50 years ago: Mobutu launches coup in Congo

WORLD SOCIALIST WEB SITE

Joseph Mobutu of Congo (right) with United States President John F. Kennedy at White House, 1963

On November 25, 1965, Congolese military strongman Joseph Mobutu ousted the government of President Joseph Kasavubu in a bloodless, CIA-backed coup. Mobutu declared himself president, announced that the constitution would be altered to make the coup legal, that all political parties would be outlawed for five years, and that elections scheduled for the spring would be cancelled.

The Congo was at the beginning of a brutal dictatorship that would last until 1997. A US proxy in the struggle against liberation movements in southern Africa, Mobutu ruled the former Belgian colony, which he renamed Zaire, on behalf of western mining concerns, which raped the region of its immense mineral wealth and left behind one of the poorest countries in the world. Mobutu personally looted between $4 billion and $15 billion from the Congolese economy.

Mobutu, 35 at the time of the coup, had been pegged early by the CIA and the US State Department as an ally. Patrice Lumumba, the first prime minister of the Congo when it gained independence from Belgium in 1960, appointed Mobutu as army chief of staff, unaware that the latter was a paid Belgian agent.

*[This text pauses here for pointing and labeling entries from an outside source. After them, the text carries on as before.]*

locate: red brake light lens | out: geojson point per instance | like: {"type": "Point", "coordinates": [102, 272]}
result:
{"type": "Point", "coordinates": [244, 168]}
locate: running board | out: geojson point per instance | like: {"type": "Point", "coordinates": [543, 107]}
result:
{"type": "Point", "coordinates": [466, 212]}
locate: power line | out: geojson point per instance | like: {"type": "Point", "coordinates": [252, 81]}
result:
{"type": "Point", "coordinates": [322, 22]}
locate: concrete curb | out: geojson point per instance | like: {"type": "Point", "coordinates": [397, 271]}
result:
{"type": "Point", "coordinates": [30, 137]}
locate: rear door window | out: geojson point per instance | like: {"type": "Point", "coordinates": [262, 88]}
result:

Mobutu removed Lumumba from office in September 1960, and, in November, handed him over to secessionist forces under Moise Tshombe, who murdered the elected prime minister with the backing of the Eisenhower administration.

Mobutu, promoted in 1961 to major general by Kasavubu, fashioned himself as an anti-communist and received major support from the CIA and the US military as he fought against multiple rebellions and secessionist movements over the next four years.